The Time article generally reads like an idiots guide to the Captcha, there was an interesting point in the last paragraph that caught my eye. The Internet archive as part of their book scanning project collects a register of words that the OCR process cannot recognise. It farms those out to sites that need captchas. The owners of those sites do a translation for the archive and then use it on their site for their own turing test purposes.
This is a great example of business needs merging. The Internet Archive needs people to translate the words that the OCR can’t. By farming these out to many of the sites that need to prove their potential users are human they get the benefit of eyes they cannot afford to hire. The sites then get use of an image that can be used as a Captcha, one that they know sophisticated OCR was unable to decode. Everyone wins. One of the great benefits of the Internet is how it eases the connections between peoples needs.
And a trip to the Internet Archive is always a good idea.
Matit I see 11 comments by you having been approved in the past month?
Thanks for pointing out the URL error. All comments on the site are moderated to ensure post with Spam do not get posted. I do not review the thousands of spam submissions the system flags each day so if your post have been getting flagged as spam I suggest you login and post a comment.

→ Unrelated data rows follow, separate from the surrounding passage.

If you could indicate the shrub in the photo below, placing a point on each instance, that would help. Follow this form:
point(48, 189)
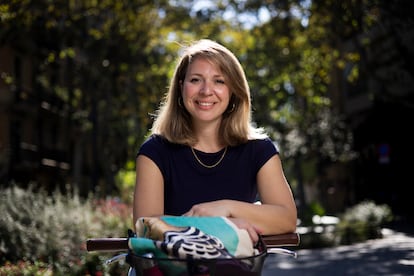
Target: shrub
point(38, 229)
point(362, 221)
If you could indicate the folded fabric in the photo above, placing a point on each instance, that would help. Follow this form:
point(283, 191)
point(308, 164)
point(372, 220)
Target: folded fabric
point(191, 238)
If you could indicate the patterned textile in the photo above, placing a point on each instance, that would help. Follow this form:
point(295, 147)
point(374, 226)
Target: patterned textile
point(191, 238)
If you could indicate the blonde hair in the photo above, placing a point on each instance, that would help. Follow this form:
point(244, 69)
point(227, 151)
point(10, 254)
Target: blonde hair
point(173, 121)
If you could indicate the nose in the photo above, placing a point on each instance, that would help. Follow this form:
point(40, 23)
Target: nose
point(206, 88)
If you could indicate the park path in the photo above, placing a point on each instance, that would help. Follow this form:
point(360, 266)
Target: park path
point(392, 255)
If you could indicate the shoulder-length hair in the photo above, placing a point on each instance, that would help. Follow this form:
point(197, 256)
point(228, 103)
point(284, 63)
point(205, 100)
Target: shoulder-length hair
point(173, 121)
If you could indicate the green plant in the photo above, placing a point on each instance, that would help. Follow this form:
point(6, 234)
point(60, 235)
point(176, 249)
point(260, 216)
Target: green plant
point(38, 228)
point(362, 221)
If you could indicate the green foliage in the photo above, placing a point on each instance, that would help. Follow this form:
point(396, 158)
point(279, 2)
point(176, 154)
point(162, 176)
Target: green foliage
point(40, 229)
point(363, 221)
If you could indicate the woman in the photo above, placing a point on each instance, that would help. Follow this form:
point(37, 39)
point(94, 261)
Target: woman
point(205, 158)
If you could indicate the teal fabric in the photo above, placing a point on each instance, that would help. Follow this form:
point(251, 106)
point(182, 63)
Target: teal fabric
point(215, 226)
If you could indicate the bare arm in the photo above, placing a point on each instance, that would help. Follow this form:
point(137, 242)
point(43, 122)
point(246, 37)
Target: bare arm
point(149, 189)
point(277, 213)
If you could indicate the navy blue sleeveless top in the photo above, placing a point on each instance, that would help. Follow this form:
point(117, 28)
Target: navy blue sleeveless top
point(187, 182)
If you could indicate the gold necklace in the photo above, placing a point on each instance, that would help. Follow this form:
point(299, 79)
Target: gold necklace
point(208, 166)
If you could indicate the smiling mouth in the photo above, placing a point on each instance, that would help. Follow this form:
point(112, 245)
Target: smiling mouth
point(204, 103)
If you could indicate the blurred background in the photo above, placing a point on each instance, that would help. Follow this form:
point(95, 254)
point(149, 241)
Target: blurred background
point(331, 81)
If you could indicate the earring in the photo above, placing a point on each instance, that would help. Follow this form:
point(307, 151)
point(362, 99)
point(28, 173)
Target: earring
point(233, 106)
point(180, 103)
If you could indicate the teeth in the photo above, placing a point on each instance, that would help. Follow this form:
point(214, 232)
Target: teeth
point(205, 104)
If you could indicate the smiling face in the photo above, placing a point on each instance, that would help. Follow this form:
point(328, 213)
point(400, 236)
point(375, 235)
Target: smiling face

Interesting but I sure don’t need captchas foiling me… rapidshare for example… its alot easier and CHEAPER (free) to use software that automatically downloads from the site or switches IP addresses.. so I don’t have to mess with the security features.
I think this is only fair and not stealing because I work for an international company that has one IP for its entire network. This makes fighting over rapidshare bandwith a pain. Its only fair I should have something in my corner when everything else is stacked against me.
I depend on captcha defeating software daily.